Echemus writes "The Register has an article speculating whether the fact more and more devices have WiFi/GSM facilities built in will cause Airlines to ban all computing equipment and its like from the cabin. Airlines are ultra-paranoid about cell phones, but is that paranoia justified?"
AFAIUI, radio spectrum is supposed to be allocated in such a way that interference does not affect critical bands. There's a regulatory body to do it. In the past, before this became an issue, there were a lot of electronic gadgets that produced quite large broadband interference. Look at early home computers with plastic cases - you could get several volts of signal from some of them just by holding an oscilloscope probe over the case. Then people starting using serious shielding so that only the wanted frequencies got out.
The actual signal levels from Bluetooth, 802.11 etc. are all pretty low and they are in standards-designated bands.
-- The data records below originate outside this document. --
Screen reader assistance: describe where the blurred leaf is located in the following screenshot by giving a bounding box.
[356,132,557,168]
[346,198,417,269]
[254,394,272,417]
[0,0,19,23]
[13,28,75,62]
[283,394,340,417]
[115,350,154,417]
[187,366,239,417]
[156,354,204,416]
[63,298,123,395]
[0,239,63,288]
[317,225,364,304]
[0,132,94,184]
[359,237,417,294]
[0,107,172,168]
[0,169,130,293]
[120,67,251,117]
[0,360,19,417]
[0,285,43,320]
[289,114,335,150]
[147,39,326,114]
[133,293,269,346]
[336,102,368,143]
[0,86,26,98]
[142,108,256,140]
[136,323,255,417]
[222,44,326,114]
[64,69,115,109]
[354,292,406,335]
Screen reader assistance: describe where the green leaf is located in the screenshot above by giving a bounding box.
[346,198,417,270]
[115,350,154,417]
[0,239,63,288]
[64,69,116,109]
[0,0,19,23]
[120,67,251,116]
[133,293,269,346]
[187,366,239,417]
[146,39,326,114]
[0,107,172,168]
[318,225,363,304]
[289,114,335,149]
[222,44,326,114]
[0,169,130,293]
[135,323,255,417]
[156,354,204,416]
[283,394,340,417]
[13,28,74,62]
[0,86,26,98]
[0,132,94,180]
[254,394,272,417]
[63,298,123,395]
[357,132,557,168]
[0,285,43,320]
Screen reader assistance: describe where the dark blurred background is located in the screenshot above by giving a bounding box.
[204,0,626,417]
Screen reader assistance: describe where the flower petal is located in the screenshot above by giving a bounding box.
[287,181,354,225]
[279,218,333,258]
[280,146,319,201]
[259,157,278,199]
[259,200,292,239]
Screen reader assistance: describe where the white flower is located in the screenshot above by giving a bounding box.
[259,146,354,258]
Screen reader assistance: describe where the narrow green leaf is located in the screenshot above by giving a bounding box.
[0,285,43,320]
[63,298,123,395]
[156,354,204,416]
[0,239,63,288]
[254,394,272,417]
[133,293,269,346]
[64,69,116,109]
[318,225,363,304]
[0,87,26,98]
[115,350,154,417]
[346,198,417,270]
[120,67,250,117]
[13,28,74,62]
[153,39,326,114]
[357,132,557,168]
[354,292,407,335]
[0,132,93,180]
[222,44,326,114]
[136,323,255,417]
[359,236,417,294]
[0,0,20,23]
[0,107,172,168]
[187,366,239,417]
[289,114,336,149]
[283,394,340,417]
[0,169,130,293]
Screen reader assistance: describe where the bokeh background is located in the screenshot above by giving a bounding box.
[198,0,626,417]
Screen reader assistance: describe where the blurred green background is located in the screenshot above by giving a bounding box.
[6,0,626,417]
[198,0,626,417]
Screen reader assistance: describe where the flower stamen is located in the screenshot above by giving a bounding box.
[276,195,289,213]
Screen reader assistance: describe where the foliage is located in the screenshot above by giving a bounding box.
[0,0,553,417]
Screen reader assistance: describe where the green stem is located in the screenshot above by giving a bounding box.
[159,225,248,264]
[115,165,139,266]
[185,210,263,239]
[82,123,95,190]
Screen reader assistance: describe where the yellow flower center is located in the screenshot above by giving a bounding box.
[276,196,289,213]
So exactly what is the issue? Does it have, as I suspect, a lot more to do with the convenience of the cabin crew and the airline than the passengers?
Aircraft survive lightning strike. They are locked onto by powerful radar stations. They have transmitters many times more powerful than cell phones. But, seemingly, all terrorists need to do is to keep their cellphones turned on. doh.
Panurge has posted for the last time. Thanks for the positive moderations.
It is pretty obvious that the use of cell phones on planes is possible, without adverse effects on the airplane. Maybe there is some trouble with the ground stations, as a previous poster pointed out, but do you know who else bans cell phones? Greyhound and the other bus lines, and they don't pretend there is a technical reason for it.
Can you imagine being on a plane full of people talking on their phones non-stop? Or even just having to sit next to someone gossiping their head off for an entire 3 hour flight?
The airlines ban cell phones for the comfort of their passengers, and I'm glad they do.
I'm at a loss as to how a comment this absurd could be modded to insightful.
IF wifi and other broadcast devices are deemed dangerous because of interference, then they need to be completely banned from the cockpit.
Suggesting it now falls upon a crew who should be flying the plane to scan for wireless devices is ridiculous.
Say I leave my 'puter off until I'm onboard and the flight is underway. Do you expect them to do constant scanning, and then devote crew time (or flight attendant time, as if these folks are already stretched serviing an entire flight deck of people) to search for WHICH seat is broadcasting? Then, if I've put my computer back in the bag but left it on, they have to do a bag and pocket search in a limited area to try to determine WHAT device (cell phone, blue tooth, wifi laptop, PDA) is sending the signal out, then turn it off?
Come on mods. Use half a brain.
IF this stuff is truly interefering then there is NO reason to allow people to carry it onto the plane with them. Let the few people who think they deserve special treatment or have documents that need to be in their possesion at all times charter their own flight.
A CD player affecting modern avionics? Oh, please...
I'm an electronics engineering tech, and I used to work for Boeing. I've seen how the 'black boxes' are put together, and how they're installed in the jets. They're heavily shielded against stray interference, both by their own grounded metal housing and by the fact that every single non-coaxial wire going into the thing goes through at least a bypass capacitor, if not the cap and a ferrite bead, before it ever hits its destination.
Don't even get me started on how many of those wire bundles have shield braid over the inner conductors.
Couple that with the fact that there's a solid metal floor between the 'people' area and the avionics bay, AND the fact that the boxes are all mounted in a grounded rack, and I have a lot of trouble believing that a CD player could so much as create an electronic hiccup in anything more than the headphones of the person using it. If it did, then there was something seriously wrong with the plane's avionics to begin with.
Show me independently-verified lab results that a CD player (or anything else in the cellphone or PDA category) can freak out fully functional and properly installed avionics, and I will cheerfully STFU. Until then, I would consider such a story to be in the same category as the Weekly World News reporting that Edgar Cayce had been reincarnated as a psychic fly.